A sheeping WASPY-looking southern man with a terrible suit and great head of hair held a microphone in the spirit of Bob Barker and introduced himself as Richard Shea, a representative of the International Federation of Competitive Eating. This was a Federation I was not familiar with, such as American Federation of Labor and the United Federation of Planets. But a pleasantly plump woman next to me informed those within earshot that this is the group that sponsors the annual Nathan's Hot Dog eating competiting on Coney Island every summer on July 4th, when I am usually out in Fire Island or visiting with friends.

Dick Shea proceeded to introduce the purpose of his little gathering, an IFOCE-sanctioned Chicken Nugget speed eating competiting. So apparently those who do not make the big bucks working the Hog Dog circuit travel around B-circuit and munch on other food products. Well since I didn't have to meet my friends for lunch in Soho for another hour or so, I decided to stick around and witness this sorry exhibition of grotesque humanity.

And boy was I glad I did.

He introduced the professional competitors, calling out their accomplishments and personalo records like a baseball announcer might during an old-timers game. First up was Morty Sobowicz, a 250-plus pound gentleman from a place called Blue Ridge, PA. Sobowicz once ate 46 Big Macs in 20 minutes. Talk about liking your meat. Next up was a diminutive woman who would not have weighed more than 105 pounds. Sonya Thomas, Shea announced, is the greatest living female eater around, holding more than 40 records, male or female. I was suspicious. Finally, Wallace Something-or-other (I missed his last name because I was admiring a young bike messenger's new royal blue Pumas). Wallace was a large black man in the mold of Hightower from the Police Academy movies. Let's just say he looked painful.

Next up, a group of young men carried shopping bags of McDonalds nuggets to the table and laid them out in a neat formation. As Shea indicated, the eaters would have five minutes to eat as many of the chicken pieces as they could. They would have the liquid aid of only one 20-oz bottle of Poland Spring.

And then it began, and Wallace and Morty never had a chance. The raucous crowd grew more fervent with each devoured piece of poultry as the diminutive Sonya Thomas put on the single greatest exhibition of skill and talent that I have witnessed since the 1999 Fire Island Mr. Leather Competition. She simply put one after another in her mouth and swallowed. And when all was said and done. Thomas had downed an astounding 80 nuggets. Wallace finished in second with 42 and Morty only tallied 29.

"Ladies and gentleman," Shea boomed after the remaining pieces were counted, "we have a NEW WORLD RECORD."

With that pronouncement, the crowd of 600 or so gathered observers launched into an ovation worthy of a performer like Frank Sinatra or James Brown.
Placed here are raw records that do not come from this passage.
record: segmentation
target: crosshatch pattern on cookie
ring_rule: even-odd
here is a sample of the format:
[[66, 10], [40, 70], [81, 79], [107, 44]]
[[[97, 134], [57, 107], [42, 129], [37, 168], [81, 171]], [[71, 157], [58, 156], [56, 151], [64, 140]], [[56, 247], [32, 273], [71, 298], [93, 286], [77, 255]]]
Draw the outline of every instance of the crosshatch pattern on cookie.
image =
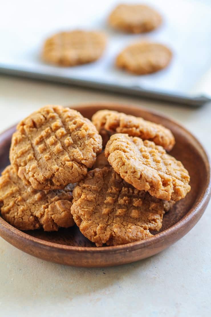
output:
[[113, 28], [132, 33], [152, 31], [157, 28], [162, 22], [162, 18], [158, 12], [142, 4], [119, 4], [109, 18], [109, 24]]
[[[139, 137], [143, 140], [153, 141], [170, 151], [175, 144], [174, 137], [169, 129], [122, 113], [110, 110], [100, 110], [92, 116], [92, 121], [106, 144], [114, 133], [126, 133], [130, 136]], [[105, 137], [107, 131], [107, 137]]]
[[85, 64], [100, 57], [106, 42], [105, 35], [101, 32], [61, 32], [46, 40], [43, 56], [47, 62], [63, 66]]
[[0, 177], [0, 206], [7, 221], [22, 230], [57, 231], [74, 224], [70, 212], [73, 184], [45, 191], [24, 184], [10, 165]]
[[188, 172], [181, 162], [153, 142], [117, 133], [111, 137], [105, 154], [125, 180], [158, 198], [176, 201], [190, 190]]
[[163, 201], [134, 188], [111, 167], [90, 171], [73, 194], [74, 220], [97, 246], [141, 240], [161, 227]]
[[34, 188], [59, 189], [81, 179], [102, 149], [101, 137], [89, 120], [75, 110], [49, 106], [18, 124], [10, 159]]
[[161, 44], [142, 42], [127, 46], [116, 58], [117, 67], [138, 75], [155, 73], [166, 67], [172, 53]]

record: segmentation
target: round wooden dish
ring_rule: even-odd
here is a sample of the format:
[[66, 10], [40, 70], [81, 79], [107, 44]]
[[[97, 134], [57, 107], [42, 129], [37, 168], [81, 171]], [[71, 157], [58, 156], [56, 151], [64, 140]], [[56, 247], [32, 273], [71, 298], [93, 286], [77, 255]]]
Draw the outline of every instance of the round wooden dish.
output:
[[[0, 217], [0, 235], [9, 243], [37, 257], [76, 266], [109, 266], [129, 263], [160, 252], [182, 238], [199, 220], [210, 196], [210, 165], [199, 142], [177, 123], [160, 115], [138, 107], [111, 104], [83, 105], [72, 107], [90, 119], [101, 109], [109, 109], [141, 117], [170, 129], [176, 144], [171, 154], [181, 161], [190, 176], [191, 190], [164, 215], [160, 232], [146, 240], [115, 247], [97, 248], [75, 226], [56, 232], [42, 230], [20, 231]], [[0, 135], [0, 168], [9, 164], [9, 150], [13, 127]]]

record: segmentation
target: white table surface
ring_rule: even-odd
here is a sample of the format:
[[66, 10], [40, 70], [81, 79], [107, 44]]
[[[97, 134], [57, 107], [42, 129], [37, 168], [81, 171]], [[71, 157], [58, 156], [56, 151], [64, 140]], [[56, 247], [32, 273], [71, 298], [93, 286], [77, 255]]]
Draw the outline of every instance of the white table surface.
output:
[[[210, 78], [206, 75], [200, 85], [210, 86]], [[211, 104], [197, 109], [174, 106], [9, 77], [0, 77], [0, 130], [47, 104], [97, 101], [132, 102], [171, 116], [196, 136], [211, 155]], [[211, 211], [210, 204], [193, 229], [167, 249], [115, 267], [51, 263], [0, 238], [0, 315], [209, 316]]]

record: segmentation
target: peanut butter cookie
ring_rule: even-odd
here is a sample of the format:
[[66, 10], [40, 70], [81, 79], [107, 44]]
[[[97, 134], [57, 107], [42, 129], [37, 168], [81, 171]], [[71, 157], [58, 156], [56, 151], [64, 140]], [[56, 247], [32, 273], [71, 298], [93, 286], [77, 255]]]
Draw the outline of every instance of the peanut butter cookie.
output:
[[105, 36], [101, 32], [61, 32], [46, 40], [43, 58], [47, 62], [63, 66], [90, 63], [100, 57], [106, 43]]
[[161, 24], [159, 13], [152, 8], [141, 4], [119, 4], [109, 18], [115, 29], [131, 33], [152, 31]]
[[89, 120], [75, 110], [48, 106], [18, 125], [9, 158], [26, 184], [47, 190], [80, 180], [102, 150], [101, 137]]
[[163, 201], [134, 188], [111, 167], [89, 171], [73, 194], [74, 220], [97, 246], [148, 238], [149, 230], [161, 227]]
[[126, 181], [157, 198], [176, 201], [190, 191], [188, 171], [153, 142], [117, 133], [107, 143], [105, 155]]
[[115, 133], [127, 133], [130, 136], [152, 141], [167, 151], [170, 151], [175, 144], [174, 136], [168, 129], [141, 118], [110, 110], [100, 110], [93, 115], [92, 121], [101, 135], [105, 146], [110, 135]]
[[117, 67], [137, 75], [155, 73], [166, 67], [172, 53], [167, 47], [156, 43], [140, 42], [130, 45], [118, 55]]
[[74, 223], [70, 212], [71, 185], [45, 191], [23, 183], [11, 165], [0, 177], [0, 206], [3, 218], [21, 230], [43, 228], [46, 231], [67, 228]]

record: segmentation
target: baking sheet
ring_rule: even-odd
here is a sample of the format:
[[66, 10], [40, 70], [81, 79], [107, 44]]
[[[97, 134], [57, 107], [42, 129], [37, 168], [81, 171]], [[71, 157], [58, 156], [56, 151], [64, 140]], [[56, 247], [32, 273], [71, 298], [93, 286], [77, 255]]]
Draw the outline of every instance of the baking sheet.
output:
[[[0, 72], [196, 105], [208, 100], [210, 96], [203, 92], [196, 94], [194, 87], [211, 68], [211, 5], [194, 0], [145, 1], [160, 12], [163, 23], [152, 32], [131, 35], [113, 31], [106, 24], [107, 16], [118, 2], [38, 1], [33, 6], [21, 0], [9, 8], [4, 3], [0, 21]], [[72, 68], [44, 64], [40, 53], [46, 37], [75, 28], [98, 29], [108, 34], [102, 57], [95, 63]], [[115, 68], [115, 57], [122, 49], [146, 39], [172, 50], [169, 67], [141, 76]]]

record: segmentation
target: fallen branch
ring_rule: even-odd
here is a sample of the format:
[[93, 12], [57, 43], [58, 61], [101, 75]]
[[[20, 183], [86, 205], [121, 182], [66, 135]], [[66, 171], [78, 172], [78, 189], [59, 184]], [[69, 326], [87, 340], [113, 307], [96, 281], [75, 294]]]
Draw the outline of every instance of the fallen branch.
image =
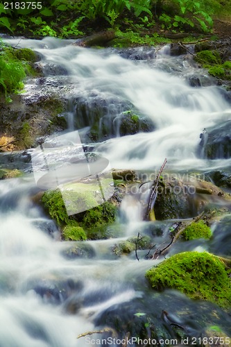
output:
[[151, 189], [151, 194], [150, 194], [150, 197], [149, 197], [149, 201], [148, 201], [147, 211], [146, 211], [146, 214], [144, 216], [144, 220], [147, 220], [149, 218], [151, 210], [154, 207], [155, 200], [156, 200], [156, 198], [157, 196], [157, 188], [158, 188], [158, 183], [159, 183], [160, 177], [162, 173], [162, 171], [164, 170], [164, 168], [166, 162], [167, 162], [167, 160], [166, 160], [166, 158], [165, 158], [161, 168], [160, 169], [159, 174], [158, 174], [156, 179], [155, 180], [153, 180], [153, 186], [152, 186]]

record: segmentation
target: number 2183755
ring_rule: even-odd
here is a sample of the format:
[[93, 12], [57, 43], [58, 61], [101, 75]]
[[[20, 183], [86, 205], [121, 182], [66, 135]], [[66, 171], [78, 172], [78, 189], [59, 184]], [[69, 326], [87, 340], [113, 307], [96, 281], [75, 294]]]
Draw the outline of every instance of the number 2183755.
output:
[[4, 10], [41, 10], [42, 2], [4, 2]]

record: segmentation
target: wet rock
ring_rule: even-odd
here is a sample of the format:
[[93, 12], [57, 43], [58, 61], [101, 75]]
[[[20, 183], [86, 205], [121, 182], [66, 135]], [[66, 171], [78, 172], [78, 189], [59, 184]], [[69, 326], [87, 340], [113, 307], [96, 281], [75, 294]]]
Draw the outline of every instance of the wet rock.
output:
[[231, 256], [231, 216], [227, 215], [216, 223], [213, 233], [210, 250], [214, 254]]
[[178, 43], [172, 43], [170, 45], [170, 55], [171, 56], [181, 56], [186, 54], [187, 49], [185, 46]]
[[62, 251], [62, 255], [67, 259], [76, 258], [93, 258], [96, 253], [92, 246], [83, 242], [74, 242], [74, 244], [69, 246]]
[[209, 159], [230, 158], [231, 156], [231, 121], [207, 129], [205, 154]]
[[71, 278], [63, 280], [33, 280], [26, 285], [25, 290], [33, 290], [45, 302], [53, 304], [63, 303], [73, 292], [81, 290], [80, 282], [74, 282]]
[[191, 298], [208, 300], [227, 309], [231, 305], [231, 286], [225, 264], [207, 252], [176, 254], [146, 273], [157, 290], [173, 288]]
[[92, 142], [154, 130], [151, 119], [130, 103], [107, 93], [92, 92], [87, 97], [78, 98], [75, 104], [75, 126], [89, 126], [87, 137]]
[[155, 49], [152, 47], [135, 47], [117, 49], [117, 53], [130, 60], [150, 60], [155, 58]]
[[67, 76], [68, 71], [67, 69], [62, 66], [55, 65], [52, 63], [44, 64], [42, 67], [42, 71], [45, 76]]
[[219, 199], [230, 201], [231, 196], [210, 182], [194, 176], [186, 179], [173, 175], [160, 184], [155, 203], [155, 218], [191, 218], [200, 213], [205, 207]]
[[231, 188], [231, 171], [229, 169], [212, 171], [208, 175], [218, 187]]
[[198, 42], [195, 45], [196, 53], [212, 50], [219, 52], [223, 62], [231, 60], [230, 40], [229, 39]]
There were hugs between the competitors as the losing two quickly scampered back to, no doubt, regurgiate their intake in private. Meanwhile, the elated Thomas, at least 10 pounds heavier than five minutes earlier, jumped around and celebrated like a rodeo champion after lasting the full eight seconds (I'm not even going to make a joke about lasting this long here...). She posed for pictures with the crowd and even signed a few of the empt McDonalds chicken boxes for her new fans.

Minutes later it started to rain, but the crowd did not scamper. Instead, they stuck around to be a part of history for a little while longer, sharing their awe and amazement with one another, reliving the event in their minds and even wondering aloud how many they would be able to stomach.

Watching all of that food disappear like that only made me hungrier, and I was happy to get down to meet that friend and enjoy a delicious Nicoise salad for lunch, all the while recapping the events I had witnessed like a child talking about his first day of day camp. But it also made me wonder just what kind of people engage in the sport of eating. Lord knows my thighs could not handle that type of repeated abuse. But these phenoms, these freaks of nature were given a gift: the gift of rapid metabolism and rapid mandibular speed. I may never be blessed with their skill, but I share in their celebration of food and of the eating of it, in whatever form that takes.